Vegetation growth is a key contributor the wildlife habitat and soil benefits of grassland set asides. The two unproductive sites in the study had very limited vegetation growth in both years of grassland set-aside establishment, which likely contributed to the limited soil improvements observed. The study demonstrated exchangeable sodium to have a strong negative correlation to above ground vegetation in grassland set-aside fields. A further analysis was done to develop preliminary exchangeable sodium thresholds to support farmers in determining which fields to include as short term rotations in the grassland set-aside program. The analysis found an exchangeable sodium content between 0.64-2.08 cmol kg-1 to be associated with moderate vegetation establishment in the second season of grassland set-aside, while areas with a value greater than 2.08 cmol kg-1 had very low aboveground vegetation.

Implications

The study demonstrated that two-seasons of grassland set-aside rotations in productive agricultural fields could be a beneficial alternative to continuous annual crop rotation for improving soil structure, while unproductive fields likely require other accompanying practices for improvements to occur. This study also highlights the importance of considering soil baseline information when evaluating the impacts of land management practices and has set important preliminary exchangeable sodium thresholds to help producers in the Fraser River Delta determine which fields to enroll as short-term rotations in the Delta Farmland & Wildlife Trust’s grassland set-aside program. 

About this research

This brief is based on the following journal article:

Lussier, J. M., Krzic, M., Smukler, S., Bomke, A., & Bondar, D. (2019). Short-term effects of grassland set-asides on soil properties in the fraser river delta of british columbia. Canadian Journal of Soil Science, 99(2), 136-145. doi:10.1139/CJSS-2018-0097. 

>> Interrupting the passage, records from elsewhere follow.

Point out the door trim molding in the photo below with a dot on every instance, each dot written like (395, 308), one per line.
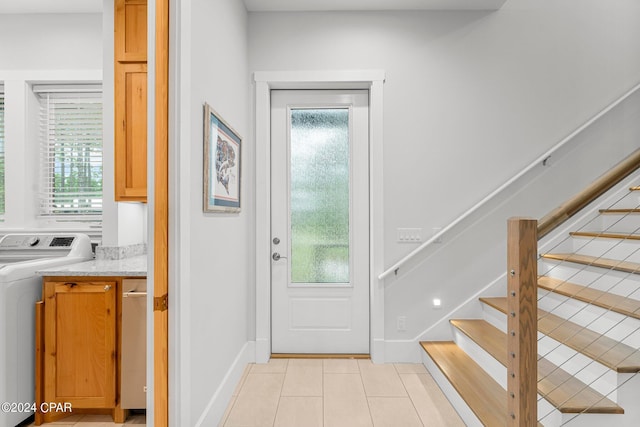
(265, 81)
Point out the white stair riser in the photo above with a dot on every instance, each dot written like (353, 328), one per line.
(614, 325)
(494, 368)
(599, 377)
(481, 357)
(615, 282)
(461, 407)
(619, 223)
(618, 249)
(592, 373)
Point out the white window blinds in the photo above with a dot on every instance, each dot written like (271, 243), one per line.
(71, 152)
(1, 152)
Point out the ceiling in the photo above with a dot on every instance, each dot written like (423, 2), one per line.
(50, 6)
(95, 6)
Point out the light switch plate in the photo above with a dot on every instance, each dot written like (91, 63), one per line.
(409, 235)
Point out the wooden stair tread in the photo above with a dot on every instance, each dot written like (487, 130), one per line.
(484, 396)
(612, 264)
(566, 393)
(626, 306)
(603, 235)
(613, 354)
(619, 211)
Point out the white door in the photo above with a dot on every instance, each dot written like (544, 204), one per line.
(320, 221)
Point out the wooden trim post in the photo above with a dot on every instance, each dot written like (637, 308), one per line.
(522, 323)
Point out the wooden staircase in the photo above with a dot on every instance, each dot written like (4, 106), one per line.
(588, 328)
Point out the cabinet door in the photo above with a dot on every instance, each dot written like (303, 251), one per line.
(130, 26)
(80, 343)
(131, 132)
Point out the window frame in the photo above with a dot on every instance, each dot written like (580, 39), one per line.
(53, 102)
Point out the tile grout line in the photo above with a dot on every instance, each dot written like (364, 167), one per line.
(273, 423)
(366, 397)
(409, 394)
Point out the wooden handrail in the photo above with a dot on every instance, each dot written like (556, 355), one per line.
(522, 322)
(565, 211)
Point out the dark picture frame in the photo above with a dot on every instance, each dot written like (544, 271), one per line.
(222, 164)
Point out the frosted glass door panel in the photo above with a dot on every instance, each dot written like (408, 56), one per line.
(319, 184)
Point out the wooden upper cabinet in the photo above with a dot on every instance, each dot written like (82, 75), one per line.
(130, 89)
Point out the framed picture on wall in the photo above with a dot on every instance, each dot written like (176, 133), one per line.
(222, 177)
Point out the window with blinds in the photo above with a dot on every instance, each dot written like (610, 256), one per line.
(70, 152)
(1, 152)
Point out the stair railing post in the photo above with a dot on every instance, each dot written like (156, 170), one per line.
(522, 323)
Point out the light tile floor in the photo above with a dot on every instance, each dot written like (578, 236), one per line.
(95, 421)
(338, 393)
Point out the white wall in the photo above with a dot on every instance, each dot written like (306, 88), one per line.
(471, 98)
(211, 253)
(51, 41)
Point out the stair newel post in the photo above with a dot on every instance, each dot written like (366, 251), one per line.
(522, 342)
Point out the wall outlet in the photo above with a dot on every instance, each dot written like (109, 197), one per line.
(402, 323)
(434, 231)
(409, 235)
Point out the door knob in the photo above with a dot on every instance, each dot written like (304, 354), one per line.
(276, 256)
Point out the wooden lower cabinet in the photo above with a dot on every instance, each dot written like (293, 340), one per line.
(77, 351)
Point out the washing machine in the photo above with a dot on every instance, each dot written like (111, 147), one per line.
(21, 255)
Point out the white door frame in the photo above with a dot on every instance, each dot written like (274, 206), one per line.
(265, 81)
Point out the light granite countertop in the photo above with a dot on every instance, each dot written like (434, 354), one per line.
(127, 267)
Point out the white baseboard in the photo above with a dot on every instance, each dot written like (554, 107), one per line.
(214, 411)
(402, 351)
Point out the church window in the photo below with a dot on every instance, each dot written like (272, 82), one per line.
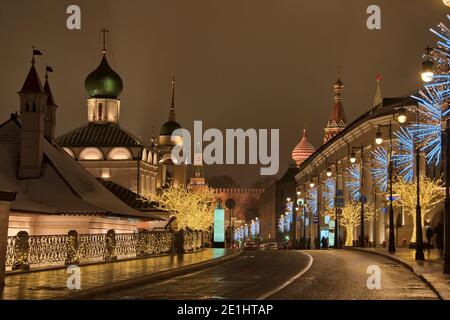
(120, 154)
(91, 154)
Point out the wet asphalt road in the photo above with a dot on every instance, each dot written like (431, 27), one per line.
(333, 275)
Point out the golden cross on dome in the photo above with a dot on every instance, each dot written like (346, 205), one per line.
(104, 31)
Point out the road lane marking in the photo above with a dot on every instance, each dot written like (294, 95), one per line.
(292, 279)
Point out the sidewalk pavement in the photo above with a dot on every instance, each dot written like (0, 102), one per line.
(429, 270)
(52, 284)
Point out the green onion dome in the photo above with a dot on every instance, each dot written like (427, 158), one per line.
(103, 82)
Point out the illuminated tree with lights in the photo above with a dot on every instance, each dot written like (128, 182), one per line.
(329, 193)
(281, 224)
(353, 182)
(431, 193)
(192, 209)
(380, 168)
(350, 218)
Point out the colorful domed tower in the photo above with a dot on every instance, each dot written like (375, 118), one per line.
(303, 150)
(337, 121)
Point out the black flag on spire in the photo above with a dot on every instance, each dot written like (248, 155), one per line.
(36, 52)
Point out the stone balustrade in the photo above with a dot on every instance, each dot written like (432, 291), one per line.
(25, 251)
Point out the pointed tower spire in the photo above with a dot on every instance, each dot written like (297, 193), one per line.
(33, 109)
(172, 114)
(33, 82)
(378, 101)
(337, 121)
(303, 150)
(50, 117)
(104, 31)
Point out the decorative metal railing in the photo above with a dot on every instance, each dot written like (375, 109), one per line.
(24, 251)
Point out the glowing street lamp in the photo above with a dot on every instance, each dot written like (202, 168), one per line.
(427, 67)
(329, 172)
(353, 157)
(401, 115)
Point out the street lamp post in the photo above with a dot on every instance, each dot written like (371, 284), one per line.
(361, 196)
(336, 213)
(447, 201)
(419, 237)
(401, 118)
(379, 140)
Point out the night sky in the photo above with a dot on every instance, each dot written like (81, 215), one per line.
(238, 63)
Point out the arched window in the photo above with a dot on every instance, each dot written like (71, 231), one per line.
(70, 152)
(120, 154)
(91, 154)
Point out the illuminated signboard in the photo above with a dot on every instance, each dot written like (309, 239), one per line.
(219, 225)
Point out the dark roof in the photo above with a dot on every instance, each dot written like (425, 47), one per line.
(99, 135)
(32, 82)
(388, 106)
(129, 197)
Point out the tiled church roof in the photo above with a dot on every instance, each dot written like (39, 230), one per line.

Funding for the research was provided by Investment Agriculture Foundation of British Columbia, Natural Science and Engineering Research Council (NSERC) of Canada, the Mitacs Accelerate Program, and the Delta Farmland & Wildlife Trust.

Key Findings

* Two seasons of grassland set aside rotations in productive agricultural fields is a beneficial alternative to annual crop rotation for improving soil structure, while unproductive fields likely require other accompanying management practices for improvements to occur. 

* Baseline soil properties, such as exchangeable sodium, should be measured before enrolling in a grassland set-aside program and when evaluating vegetation and soil responses.